Insaciable 'postureo'

Beatriz De Zúñiga
BEATRIZ DE ZÚÑIGA

Si bien es cierto que cada vez resulta más complejo discernir cuán de cierta, admirable y estupenda es esa vida que dibujamos a través de las redes sociales a diario; la brecha entre las ingentes cantidades de apariencia y realidad que vertimos, se torna altamente notoria durante el periodo estival. Las eternas cenas de reencuentro postvacacional, donde los asistentes narraban gozosos sus andanzas, parecen haber quedado obsoletas. Atufan a trasnochadas las costosas llamadas al extranjero que, por desconocimiento de la localización del receptor, dilapidaban la factura telefónica. Sin haberlas visto, y sin que hayamos cruzado palabra, podría trazar el recorrido de la gran mayoría de mis conocidas virtuales. Parece ser que Yolanda, por fin, pudo deshacerse de las largas mañanas en el hospital y cruzó a Formentera. Mar consiguió su ansiada entrada para un festival belga de música electrónica. Alba, con su recién estrenado anillo de compromiso -que también fue publicado- se perdió por las calles de Santorini. Y Noelia tuvo la suerte de toparse de frente con Woody Allen en una larga avenida de Nueva York.
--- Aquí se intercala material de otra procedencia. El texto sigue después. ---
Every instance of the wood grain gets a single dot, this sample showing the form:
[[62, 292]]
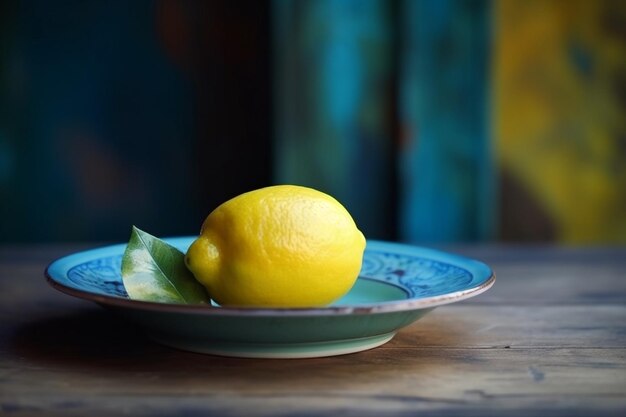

En los últimos tiempos, las redes sociales se han convertido en tristes escaparates de vidas, potencialmente, falsas (o falsificadas). Exposiciones personales de gentes que -lejos de regocijarse con el sol, la libertad horaria y la calidez del silencio- empeñan sus horas al posado enfermizo. El afán por difundir una crónica biográfica idílica, a través de pseudofotografías ataviadas con filtros y posturas imposibles, nos lleva infelizmente a compararnos con los demás; llegando incluso a convencer a algunos ingenuos de que la vida del otro es, indiscutiblemente, más placentera que la propia. Pero no. No es real (ni se le parece) todo lo que reluce gracias al brillo luminiscente de la pantalla, lugar en el que abundan fotogénicos enamorados (que luego no se abrazan en la cama). Incluso empiezan a proliferar estúpidos personajes, que evidenciando las teorías de Darwin, arriesgan nada menos que su integridad física por exhibir en esas plataformas, de aprobación masiva, la instantánea irrepetible. Dejemos de una vez los flashes del móvil. Saboreemos tanto los platos como las miradas cara a cara. Y acabemos, de una vez, con esta absurda tendencia del insaciable 'postureo'.